In the kidney, CaSR prevents the reabsorption of divalent cations in the cortical thick ascending limb of Henle’s loop and triggers the inhibitory actions of hypercalcemia on the urinary-concentrating mechanism, and because alteration in calcium homeostasis is considered the most important risk factor for calcium nephrolithiasis, mutations in the CaSR gene are candidates for explaining calcium nephrolithiasis pathogenesis.
So, recent studies have attempted to understand the genetic effects of CaSR gene SNPs on increased susceptibility to calcium stones. Multiple SNPs were detected to be associated with nephrolithiasis as rs7652589, rs1501899, A986S (rs1801725), R990G (rs1042636), and Q1011E (rs1801726). In addition, a CaSR genetic polymorphism (rs17251221) is strongly associated with disturbance in serum calcium concentration in individuals of European and Indian-Asian descent.

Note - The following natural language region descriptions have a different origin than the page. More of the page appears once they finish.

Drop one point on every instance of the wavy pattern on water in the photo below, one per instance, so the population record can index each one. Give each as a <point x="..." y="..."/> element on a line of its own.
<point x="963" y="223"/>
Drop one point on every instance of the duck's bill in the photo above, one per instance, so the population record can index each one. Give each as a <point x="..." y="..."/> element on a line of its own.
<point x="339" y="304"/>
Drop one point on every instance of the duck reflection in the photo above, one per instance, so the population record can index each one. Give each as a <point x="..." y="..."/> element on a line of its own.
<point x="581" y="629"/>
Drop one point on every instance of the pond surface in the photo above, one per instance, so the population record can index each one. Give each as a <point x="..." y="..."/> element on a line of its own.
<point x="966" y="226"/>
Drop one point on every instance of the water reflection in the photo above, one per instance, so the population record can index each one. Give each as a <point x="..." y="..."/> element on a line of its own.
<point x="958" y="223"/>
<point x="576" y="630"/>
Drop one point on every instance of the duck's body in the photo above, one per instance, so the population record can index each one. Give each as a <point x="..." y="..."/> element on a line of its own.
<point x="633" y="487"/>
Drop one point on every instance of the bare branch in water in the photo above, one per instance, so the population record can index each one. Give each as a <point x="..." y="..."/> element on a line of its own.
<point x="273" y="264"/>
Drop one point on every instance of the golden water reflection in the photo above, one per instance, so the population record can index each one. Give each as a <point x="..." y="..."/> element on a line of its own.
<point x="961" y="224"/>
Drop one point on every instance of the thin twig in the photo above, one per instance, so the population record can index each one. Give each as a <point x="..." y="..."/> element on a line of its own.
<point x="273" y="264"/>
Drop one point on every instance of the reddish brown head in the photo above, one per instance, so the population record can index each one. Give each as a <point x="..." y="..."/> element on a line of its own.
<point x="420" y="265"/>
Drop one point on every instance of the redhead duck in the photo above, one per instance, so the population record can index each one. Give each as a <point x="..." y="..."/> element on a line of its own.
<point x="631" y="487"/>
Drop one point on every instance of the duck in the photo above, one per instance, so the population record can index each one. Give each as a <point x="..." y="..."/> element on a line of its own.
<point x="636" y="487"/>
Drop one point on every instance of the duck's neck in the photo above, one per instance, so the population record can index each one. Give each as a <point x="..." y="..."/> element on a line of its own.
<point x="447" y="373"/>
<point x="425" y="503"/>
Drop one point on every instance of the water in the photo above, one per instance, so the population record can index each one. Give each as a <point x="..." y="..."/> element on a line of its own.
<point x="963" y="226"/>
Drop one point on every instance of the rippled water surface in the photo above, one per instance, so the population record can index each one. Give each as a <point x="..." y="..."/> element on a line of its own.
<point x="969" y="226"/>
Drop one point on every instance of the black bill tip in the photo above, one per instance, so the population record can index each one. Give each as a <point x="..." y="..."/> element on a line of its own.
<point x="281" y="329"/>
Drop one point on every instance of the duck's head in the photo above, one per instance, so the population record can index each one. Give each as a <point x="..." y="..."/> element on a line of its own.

So, the present study aimed to evaluate the relation between CaSR gene polymorphism (rs17251221) and the development of calcium nephrolithiasis in the Egyptian population. This study included forty selected Egyptian patients admitted to Urosurgery Department at Alexandria Main University Hospital, suffering from calcium nephrolithiasis which was confirmed by radiological investigations and chemical stone analysis, whose age ranged from 29 to 68 years with a mean of 47 years, including 65% males and 35% females. Patients with chronic urinary tract infection, renal failure, chronic diarrhea, gout, renal tubular acidosis, diabetes mellitus, hyperparathyroidism, malignancy or regular intake of diuretics, vitamin D, or calcium supplements were excluded to the relation between these diseases and the development of calcium nephrolithiasis. Also, forty healthy individuals, whose age ranged from 21 to 77 years with a mean of 44 years, including 47.5% males and 52.5% females with no history or family history of calcium renal stones were included as a control group.
Three milliliters of whole blood were collected from every participant by aseptic venipuncture in a plain tube, then the serum was used for assessment of creatinine, calcium, phosphorus and uric acid. Another 2 mL were drawn into EDTA tubes. The DNA in each sample was extracted using PureLink® Genomic DNA Mini Kit. Genotype of patients and controls was detected using real time PCR with dual fluorescence and allelic discrimination assay, readymade genotyping reagents (Applied Biosystems, USA).